Obortion

The sky grieved with us today, more sorely as the day wound down.
 
But this morning, I looked up at the dark blanket over us… and saw a hole off to the southwest.  Behind it was another cloud layer with two more holes in it; and through the larger were some higher-altitude clouds whose tops reflected the sun.  Behind those was the soft, blue sky.
 
 
In his logical tunnelling the other day, the eldest Marshall boy reminded me of the Church having forbidden abortion in all but some rare cases, in which it was only strongly discouraged.  Later, I read a Catholic writer making an astonishing but obvious claim…
"After all, if abortion is not seriously wrong, why mount such an effort against it?"
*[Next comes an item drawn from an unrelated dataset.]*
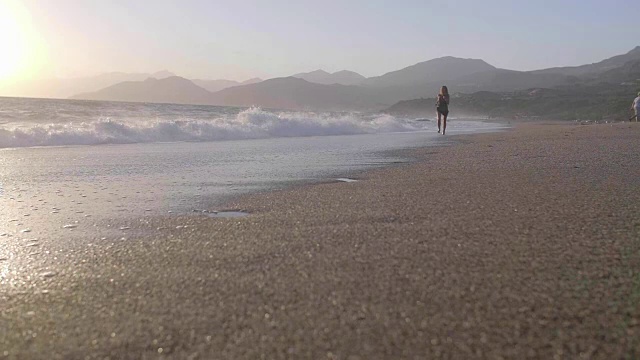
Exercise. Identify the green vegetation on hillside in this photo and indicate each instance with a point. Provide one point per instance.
(605, 97)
He had repeated Richard’s earlier claim that "nobody … (including Democrats) … supports or advocates" abortion, and he repeated Richard’s hijacked argument that changing economic conditions were the best method (and Obama’s method) to reduce abortion.
 
But the point can’t be denied…:
 
If abortion is wrong at all, and if you want to reduce the need for it… in other words, if it actually is a crime against another person… then how can you not outlaw it immediately?  How can you legalise crime against others?  It’s Jim Crow.
 
…But then… if it’s wrong at all, and if you want to reduce it, and if it’s regrettable, and a crime…
 
…Then how can you excuse it in any case whatsoever?  Neither the rapist’s child nor the incestor’s child is a rapist or incestor, worthy of death.
 
So the Church rests its exemptions on other things — not on the protection of innocent lives.  The Church excuses it on… either a timeless (and Biblical) form of justice, upholding family ties and family guilt along with them, so that the rapist ought to be punished through his posterity… or a heightened sensitivity to women’s rights, by which a woman’s choice (or non-choice) of conception is the absolute determinant of whether she should be a mother.
 
Except for these other-worldly views, then as this Catholic pointed out… if rape abortion is not completely prohibited as an assault on innocent life… it’s because the victim is not yet considered "innocent life" — not yet a person.
 
For the Church, then, what’s the reason for hating abortion while STILL allowing it for rape?  It’s not because it takes a life, but because… what?
 
Because it prevents a life or distorts a life, or delays it, or messes it up, or whatever.  Which is an entirely different ballpark — not yet the ballpark of contraception, but neither that of murder.  And in this ballpark, we have no room to put up little crosses for the 46 million dead American babies, or hang up their cute little shoes on signs, or something.
 
 
 
And without some mitigating viewpoint, if we lose and abortion goes completely legal, as fornication before it, then… so what?  Those dead babies are not really dead, because they weren’t really babies, and it’s just another serious sin to repent of when you join the Church.  And it’s no longer quite the deal-breaker it was for any LDS who wants to vote Democrat (although the other deal-breakers certainly remain).
 
So, excepting those views I mentioned, the aborted child is not lost from mortality.
 
Yes, it’s a consoling thought…
 
…But…
 
…It’s one without a resolution.  Because theologically, it ties our hands against those measures that reduce abortion.  We can still work against it and preach against it, sure, like we preach against alcohol or porn… but not with the necessary fervour of a crusade against the slaughter of the innocent.
 
And the effort will fail, as Prohibition failed and obscenity laws failed.  I agree with the Catholic.  Only an innocent-human-life-based opposition to abortion will succeed, not some weak campaign of letting people know it’s "wrong" for ambiguous reasons, when people today are delighted to harm themselves in any way they can.
 
Ah… what can we do… besides taking those other views, of course, or one like them… which would still plant us firmly within the Christian mainstream interpretation…
 
 
Anyway, our nation stumbles tonight — not repealing the unpopular good of Prohibition, but repealing the unpopular good of Bush.  So let us cast ourselves into this tar pit and see if we’re any happier.  Forgive us, our dear grandchildren, us who voted McCain — as we forgive our forebears who voted to keep brain poison illegal, yet were overpowered by their prophetically blind peers.
 
Strangely, for two nights I’ve had nightmares of an Obama win.  Now it’s sadly upon us.  But at least I can sleep easier, dreaming of some happier future.